The following code dies with pyarrow 0.14.2:
import pyarrow as pa
import pyarrow.parquet as pq
schema = pa.schema([('timestamp', pa.timestamp('ns', tz='UTC')),])
writer = pq.ParquetWriter('foo.parquet', schema, coerce_timestamps='ns')

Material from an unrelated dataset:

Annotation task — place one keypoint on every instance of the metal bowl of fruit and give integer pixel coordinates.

ts_array = pa.array([ int(1234567893141) ], type=pa.timestamp('ns',
tz='UTC'))
table = pa.Table.from_arrays([ ts_array ], names=['timestamp'])
writer.write_table(table)
writer.close()
with the message:
ValueError: Invalid value for coerce_timestamps: ns
That appears to be because of this code in _parquet.pxi:
cdef int _set_coerce_timestamps(
self, ArrowWriterProperties.Builder* props) except -1:
if self.coerce_timestamps == 'ms':
props.coerce_timestamps(TimeUnit_MILLI)
elif self.coerce_timestamps == 'us':
props.coerce_timestamps(TimeUnit_MICRO)
elif self.coerce_timestamps is not None:
raise ValueError('Invalid value for coerce_timestamps: {0}'
.format(self.coerce_timestamps))
which restricts the choice to 'ms' or 'us', even though AFAICT everywhere
else also allows 'ns' (and there is a TimeUnit_NANO defined). Is this
intentional, or a bug?
Thanks,
- db